For all ticks combined, tick counts on the head appeared to be the best predictor for total tick burden (Table 2). This relationship (Fig. 3) was also described with a linear model (F = 149.3, DF = 1, 78, P ≪ 0.001) and explained ca. 65% of the variance (adjusted R 2 = 0.653):

$$ {\text{Ticks on entire roe deer}} = - 3.0 6 \left( { \pm 8. 3 5} \right) + 2. 6 6\left( { \pm 0. 2 2} \right) \times {\text{Ticks on head}} $$
Fig. 3
figure 3

Linear regression plot showing the relationship between the number of ticks (all life stages combined) attached on the head and predicted number of ticks on the entire roe deer body


Based on entire body counts of 80 hunter-killed roe deer we present life stage specific tick burdens of roe deer and linear models which can be used to extrapolate tick burdens on roe deer based on tick counts on selected body parts.

Although the tick examination was carried out with extraordinary diligence, we cannot exclude that some (i.e. larval) ticks were missed (MacIvor et al. 1987).

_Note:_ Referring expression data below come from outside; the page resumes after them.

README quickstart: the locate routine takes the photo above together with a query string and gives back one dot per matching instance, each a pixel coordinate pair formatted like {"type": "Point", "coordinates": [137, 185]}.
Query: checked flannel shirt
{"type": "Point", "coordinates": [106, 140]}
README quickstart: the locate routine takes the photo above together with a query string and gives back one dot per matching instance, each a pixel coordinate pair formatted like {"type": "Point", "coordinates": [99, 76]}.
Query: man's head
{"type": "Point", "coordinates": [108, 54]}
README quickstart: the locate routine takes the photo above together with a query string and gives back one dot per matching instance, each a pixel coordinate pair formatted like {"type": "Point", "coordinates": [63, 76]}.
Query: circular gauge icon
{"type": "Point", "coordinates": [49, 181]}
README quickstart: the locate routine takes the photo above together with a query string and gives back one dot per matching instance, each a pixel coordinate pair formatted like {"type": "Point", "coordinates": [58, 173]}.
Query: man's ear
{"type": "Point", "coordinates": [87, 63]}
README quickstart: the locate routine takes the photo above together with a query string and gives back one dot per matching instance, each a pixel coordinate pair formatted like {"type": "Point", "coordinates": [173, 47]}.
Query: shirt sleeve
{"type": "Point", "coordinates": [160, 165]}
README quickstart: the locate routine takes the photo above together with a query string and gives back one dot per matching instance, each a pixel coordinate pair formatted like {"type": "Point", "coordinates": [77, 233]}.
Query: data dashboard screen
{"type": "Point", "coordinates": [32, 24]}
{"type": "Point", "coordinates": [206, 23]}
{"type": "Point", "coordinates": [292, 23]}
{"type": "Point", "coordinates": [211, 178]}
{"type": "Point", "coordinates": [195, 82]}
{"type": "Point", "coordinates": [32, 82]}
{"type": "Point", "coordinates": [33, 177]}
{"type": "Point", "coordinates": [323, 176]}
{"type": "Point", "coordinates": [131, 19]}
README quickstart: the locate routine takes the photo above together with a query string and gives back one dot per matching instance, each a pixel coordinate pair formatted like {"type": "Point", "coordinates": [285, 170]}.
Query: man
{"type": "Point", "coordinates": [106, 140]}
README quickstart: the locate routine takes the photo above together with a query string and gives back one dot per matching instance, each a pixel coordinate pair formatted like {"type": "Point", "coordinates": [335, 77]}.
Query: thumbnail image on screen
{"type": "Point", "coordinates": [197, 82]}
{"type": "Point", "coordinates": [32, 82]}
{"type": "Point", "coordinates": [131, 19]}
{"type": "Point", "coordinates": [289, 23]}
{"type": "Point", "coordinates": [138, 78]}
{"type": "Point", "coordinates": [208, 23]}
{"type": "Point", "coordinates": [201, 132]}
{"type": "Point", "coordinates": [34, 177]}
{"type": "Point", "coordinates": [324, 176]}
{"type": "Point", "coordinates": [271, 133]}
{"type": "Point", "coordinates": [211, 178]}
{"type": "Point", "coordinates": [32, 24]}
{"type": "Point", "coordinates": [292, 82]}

It is however unlikely that ticks detached prior to the investigation; detached ticks were never observed in trays underneath the carcasses. A few ticks, especially in the abdomen region may have been missed because parts of the abdomen hide had been removed by the hunter during the disembowelling of the carcass. Thus, reported tick numbers should be regarded as minimum numbers.

It is difficult to compare Ixodes tick burdens of roe deer with those of other host species such as sheep (Ogden et al. 1998), due to the considerable effect of season on tick parasitism (Randolph 2004). Nevertheless, tick numbers on roe deer in the summer months can be characterised as very high (up to 582 ticks/individual). Over the year, roe deer are parasitized by all four Ixodes life stages/sexes, whereas adult ticks combined (females 33% of all ticks + males 13% of all ticks) make up ~46% of the total tick burden. Nymphs are very abundant on roe deer as well, whereas larvae appear to be extremely aggregated on few individual deer (k = 0.08). This extreme level of aggregation is probably a consequence of the strong seasonality in larvae activity (Randolph et al. 1999) and the spatial aggregation of questing larvae ticks in the vegetation.

Estimating life stage abundance based on restricted counts

For assessing abundance of nymphs and adult Ixodes ticks, it is sufficient to sample the head and the neck of roe deer. For best approximating larvae burden, additional tick counts on the front legs are required. However, larvae counts on the head offer the second best equation for extrapolating larvae burden (F = 72.3, DF = 1, 78, P ≪ 0.001, adjusted R 2 = 0.474):

$$ {\text{Larvae on entire roe deer}} = 2. 5 3 \left( { \pm 3. 1 8} \right) + 5. 7 4 \left( { \pm 0. 6 7} \right) \times {\text{larvae on head}} $$

It is thus reasonable to restrict tick counts to the head and the neck in order to estimate life stage specific tick burdens on roe deer.

Whenever possible, tick life stage/sex specific counts and models should be applied for estimating total tick burdens of roe deer. The model based on the combined tick count (Fig. 3) shows a rather large variance and the model’s intercept is associated with a large margin of error, thus questioning the reliability of this model.

The presented tick life stage or sex specific models show good fits and explain a large amount of the observed variance in tick parasitism and thus offer a robust basis for rapid tick abundance assessment.